Наконец Дита вновь обретает способность двигаться и направляется к своему переулку. «Неужели и правда он будет следить за мной?» – возникает в голове вопрос. Ответом ей служит его ледяной взгляд. Пока она идет в барак, вопросы в голове все множатся и множатся. Что же ей теперь, начиная вот с этого момента, делать? Самым благоразумным будет отказаться от роли библиотекаря. Как она сможет продолжать управляться с библиотекой, если на пятки ей будет наступать доктор Менгеле? Есть в нем что-то такое, что внушает ужас, что-то ненормальное. За эти годы она перевидала многих нацистов, но в этом есть что-то совершенно особенное. Интуиция ей подсказывает, что этот человек обладает какой-то исключительной властью творить зло.

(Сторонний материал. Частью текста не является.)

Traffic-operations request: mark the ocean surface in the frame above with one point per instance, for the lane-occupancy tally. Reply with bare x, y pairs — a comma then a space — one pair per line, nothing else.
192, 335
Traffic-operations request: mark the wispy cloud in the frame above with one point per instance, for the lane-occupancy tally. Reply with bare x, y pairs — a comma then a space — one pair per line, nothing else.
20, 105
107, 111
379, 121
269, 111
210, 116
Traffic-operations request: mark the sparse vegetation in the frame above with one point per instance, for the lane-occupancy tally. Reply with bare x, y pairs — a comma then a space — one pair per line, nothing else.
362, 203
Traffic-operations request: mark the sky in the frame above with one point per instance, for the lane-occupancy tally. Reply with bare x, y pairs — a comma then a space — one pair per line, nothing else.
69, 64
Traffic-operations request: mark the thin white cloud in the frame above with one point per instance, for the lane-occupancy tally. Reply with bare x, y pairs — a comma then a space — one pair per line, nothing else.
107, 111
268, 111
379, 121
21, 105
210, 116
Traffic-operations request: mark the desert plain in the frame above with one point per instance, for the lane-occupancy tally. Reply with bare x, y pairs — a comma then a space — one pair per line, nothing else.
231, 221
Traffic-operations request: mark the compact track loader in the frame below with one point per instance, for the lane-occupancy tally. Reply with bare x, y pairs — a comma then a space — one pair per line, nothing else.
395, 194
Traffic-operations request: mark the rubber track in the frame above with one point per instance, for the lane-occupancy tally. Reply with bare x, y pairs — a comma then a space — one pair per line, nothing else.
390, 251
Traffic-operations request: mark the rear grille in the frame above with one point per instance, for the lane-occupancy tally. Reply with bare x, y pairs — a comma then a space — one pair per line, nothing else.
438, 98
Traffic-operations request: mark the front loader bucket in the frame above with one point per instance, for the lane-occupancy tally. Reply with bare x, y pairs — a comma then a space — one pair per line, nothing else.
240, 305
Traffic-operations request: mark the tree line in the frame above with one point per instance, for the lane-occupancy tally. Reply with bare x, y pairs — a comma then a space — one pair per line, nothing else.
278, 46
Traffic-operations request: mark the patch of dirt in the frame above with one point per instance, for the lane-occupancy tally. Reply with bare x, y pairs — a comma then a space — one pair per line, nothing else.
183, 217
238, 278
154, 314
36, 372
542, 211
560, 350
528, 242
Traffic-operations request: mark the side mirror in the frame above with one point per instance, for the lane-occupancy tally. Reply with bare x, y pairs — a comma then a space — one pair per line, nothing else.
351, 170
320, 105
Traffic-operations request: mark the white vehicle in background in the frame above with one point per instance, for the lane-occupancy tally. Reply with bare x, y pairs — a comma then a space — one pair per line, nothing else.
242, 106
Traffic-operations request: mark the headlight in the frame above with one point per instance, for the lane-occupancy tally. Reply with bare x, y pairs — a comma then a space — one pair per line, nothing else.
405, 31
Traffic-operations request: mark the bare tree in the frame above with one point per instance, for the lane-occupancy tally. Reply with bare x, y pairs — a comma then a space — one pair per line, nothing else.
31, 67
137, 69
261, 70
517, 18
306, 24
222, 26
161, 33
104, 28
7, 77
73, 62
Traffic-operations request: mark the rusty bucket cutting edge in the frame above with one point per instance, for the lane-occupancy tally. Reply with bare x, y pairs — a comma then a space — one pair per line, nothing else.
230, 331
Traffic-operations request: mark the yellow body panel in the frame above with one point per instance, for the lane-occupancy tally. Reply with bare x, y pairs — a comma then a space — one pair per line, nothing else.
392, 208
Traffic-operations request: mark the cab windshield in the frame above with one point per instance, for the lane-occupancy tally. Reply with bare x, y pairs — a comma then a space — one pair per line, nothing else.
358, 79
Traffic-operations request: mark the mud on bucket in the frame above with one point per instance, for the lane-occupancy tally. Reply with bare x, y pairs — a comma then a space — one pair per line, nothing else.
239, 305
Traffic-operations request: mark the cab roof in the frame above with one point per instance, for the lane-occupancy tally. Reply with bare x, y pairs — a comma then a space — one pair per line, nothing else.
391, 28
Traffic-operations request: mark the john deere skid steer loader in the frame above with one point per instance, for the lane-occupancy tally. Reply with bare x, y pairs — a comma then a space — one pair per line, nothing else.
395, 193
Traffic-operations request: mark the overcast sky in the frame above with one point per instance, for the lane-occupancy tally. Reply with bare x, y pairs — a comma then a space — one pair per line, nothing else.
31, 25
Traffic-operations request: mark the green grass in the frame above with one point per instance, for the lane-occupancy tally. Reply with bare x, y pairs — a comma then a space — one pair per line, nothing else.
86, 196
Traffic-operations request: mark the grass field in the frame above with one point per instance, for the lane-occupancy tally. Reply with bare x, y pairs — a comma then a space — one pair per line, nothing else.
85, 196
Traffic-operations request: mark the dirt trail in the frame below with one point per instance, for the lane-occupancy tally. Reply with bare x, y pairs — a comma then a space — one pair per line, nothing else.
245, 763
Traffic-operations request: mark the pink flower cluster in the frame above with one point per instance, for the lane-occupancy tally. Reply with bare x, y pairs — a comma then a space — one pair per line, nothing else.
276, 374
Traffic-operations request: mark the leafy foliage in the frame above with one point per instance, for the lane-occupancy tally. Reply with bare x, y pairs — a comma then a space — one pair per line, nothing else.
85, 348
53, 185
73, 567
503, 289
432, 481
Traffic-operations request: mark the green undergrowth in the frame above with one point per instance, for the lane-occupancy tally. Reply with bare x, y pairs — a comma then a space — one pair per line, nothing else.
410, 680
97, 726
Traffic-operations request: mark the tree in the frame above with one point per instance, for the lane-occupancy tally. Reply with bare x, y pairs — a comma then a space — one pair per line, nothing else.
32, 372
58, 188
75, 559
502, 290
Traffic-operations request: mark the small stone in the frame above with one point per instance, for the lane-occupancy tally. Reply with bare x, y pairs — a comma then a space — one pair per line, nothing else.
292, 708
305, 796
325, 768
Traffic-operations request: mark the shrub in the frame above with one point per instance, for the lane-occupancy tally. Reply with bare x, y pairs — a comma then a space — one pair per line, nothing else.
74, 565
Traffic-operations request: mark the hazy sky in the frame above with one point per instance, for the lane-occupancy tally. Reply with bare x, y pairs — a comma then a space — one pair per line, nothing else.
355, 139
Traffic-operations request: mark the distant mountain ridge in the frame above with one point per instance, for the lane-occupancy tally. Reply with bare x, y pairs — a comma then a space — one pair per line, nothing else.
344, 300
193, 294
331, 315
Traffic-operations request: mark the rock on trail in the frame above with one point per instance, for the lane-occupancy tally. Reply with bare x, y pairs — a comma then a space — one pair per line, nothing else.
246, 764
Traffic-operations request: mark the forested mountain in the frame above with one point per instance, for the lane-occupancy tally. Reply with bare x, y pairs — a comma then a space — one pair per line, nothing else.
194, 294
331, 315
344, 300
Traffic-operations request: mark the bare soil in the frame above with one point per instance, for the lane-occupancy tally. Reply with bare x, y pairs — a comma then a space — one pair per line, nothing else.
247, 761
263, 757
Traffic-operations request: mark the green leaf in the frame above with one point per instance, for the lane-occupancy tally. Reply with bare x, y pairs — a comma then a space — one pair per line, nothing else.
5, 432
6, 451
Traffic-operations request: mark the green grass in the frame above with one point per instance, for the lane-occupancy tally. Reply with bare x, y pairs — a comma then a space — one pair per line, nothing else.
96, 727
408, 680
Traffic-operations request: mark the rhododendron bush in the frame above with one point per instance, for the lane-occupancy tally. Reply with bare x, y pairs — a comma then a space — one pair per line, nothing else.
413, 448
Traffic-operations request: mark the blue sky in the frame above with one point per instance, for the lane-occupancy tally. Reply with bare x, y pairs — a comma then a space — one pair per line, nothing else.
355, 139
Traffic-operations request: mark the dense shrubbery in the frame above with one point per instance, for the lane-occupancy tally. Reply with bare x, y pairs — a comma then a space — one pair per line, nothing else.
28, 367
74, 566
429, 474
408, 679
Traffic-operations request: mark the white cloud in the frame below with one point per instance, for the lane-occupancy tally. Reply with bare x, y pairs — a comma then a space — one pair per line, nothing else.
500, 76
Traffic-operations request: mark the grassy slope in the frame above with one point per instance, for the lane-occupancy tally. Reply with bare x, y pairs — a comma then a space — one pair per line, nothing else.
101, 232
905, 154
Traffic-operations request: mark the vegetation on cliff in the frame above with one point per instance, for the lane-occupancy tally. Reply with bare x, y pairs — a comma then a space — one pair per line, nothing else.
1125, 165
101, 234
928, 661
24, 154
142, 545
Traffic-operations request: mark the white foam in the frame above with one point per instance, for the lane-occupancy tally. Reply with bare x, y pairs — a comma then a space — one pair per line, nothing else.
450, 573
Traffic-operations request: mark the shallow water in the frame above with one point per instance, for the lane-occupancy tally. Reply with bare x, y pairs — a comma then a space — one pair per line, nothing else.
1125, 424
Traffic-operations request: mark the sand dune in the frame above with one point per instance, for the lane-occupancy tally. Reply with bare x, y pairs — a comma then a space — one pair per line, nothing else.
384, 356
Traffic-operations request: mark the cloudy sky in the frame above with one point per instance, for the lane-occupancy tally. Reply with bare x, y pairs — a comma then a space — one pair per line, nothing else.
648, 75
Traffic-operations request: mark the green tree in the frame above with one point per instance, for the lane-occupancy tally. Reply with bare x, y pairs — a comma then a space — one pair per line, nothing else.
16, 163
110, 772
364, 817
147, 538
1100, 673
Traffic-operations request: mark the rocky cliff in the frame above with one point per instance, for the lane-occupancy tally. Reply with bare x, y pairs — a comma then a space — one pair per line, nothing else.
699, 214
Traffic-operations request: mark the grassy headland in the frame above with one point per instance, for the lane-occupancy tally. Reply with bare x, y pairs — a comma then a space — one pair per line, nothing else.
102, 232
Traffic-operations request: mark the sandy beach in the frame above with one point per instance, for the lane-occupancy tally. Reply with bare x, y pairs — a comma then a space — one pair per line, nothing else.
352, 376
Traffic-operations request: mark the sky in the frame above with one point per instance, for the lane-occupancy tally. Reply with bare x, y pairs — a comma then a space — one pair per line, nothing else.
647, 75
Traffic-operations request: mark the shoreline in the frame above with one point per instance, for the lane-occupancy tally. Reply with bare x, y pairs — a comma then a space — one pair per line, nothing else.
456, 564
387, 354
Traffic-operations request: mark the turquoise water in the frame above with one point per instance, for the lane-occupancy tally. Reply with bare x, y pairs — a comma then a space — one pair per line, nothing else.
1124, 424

Торопливой, чтобы не выдать своей тревоги, скороговоркой девочка желает маме спокойной ночи и осторожно укладывается возле вонючих ног старожилки. Шепчет еще одно пожелание спокойной ночи, и оно теряется в потолочных трещинах.
Спать она не может, но не может и пошевелиться. Дита вынуждена обеспечивать телу полную неподвижность, несмотря на то что голова ее идет кругом. Менгеле предупредил ее. И очень может быть, что тем самым оказал ей любезность, поскольку других предупреждений уже не будет. В следующий раз он введет иглу для инъекций прямо в ее сердце. Она не может оставаться хранительницей книг в блоке 31. Но как же ей отказаться от библиотеки?
Если она это сделает, все решат, что она испугалась. Она, конечно, все объяснит, приведет аргументы, все очень здравые и взвешенные. Любой мало-мальски разумный человек, окажись он на ее месте, сделал бы то же самое. Но она хорошо знает, что новости в Аушвице распространяются от койки к койке быстрее блох. И если на первой койке будет сказано, что кто-то из мужчин выпил стакан вина, то, дойдя до последней, окажется, что он выпил целую бочку. И происходит так вовсе не со зла. Все, кто передает друг другу новости, – женщины, достойные всяческого уважения. Взять хоть пани Турновскую – славную женщину, которая так хорошо ладит с ее мамой, но и с ней то же самое: не язык, а просто динамит какой-то.
И Дите уже слышатся ее слова: «Ясное дело, девочку обуял страх…» И это будет сказано тем снисходительным, наигранно понимающим тоном, который так ее бесит. А хуже всего, что всегда найдется добрая душа, которая в ответ скажет: «Бедняжка, ее можно понять. Она испугалась. Она же еще ребенок».
Ребенок? Ничего подобного, дорогая пани! Чтобы быть ребенком, необходимо, чтобы у тебя было детство.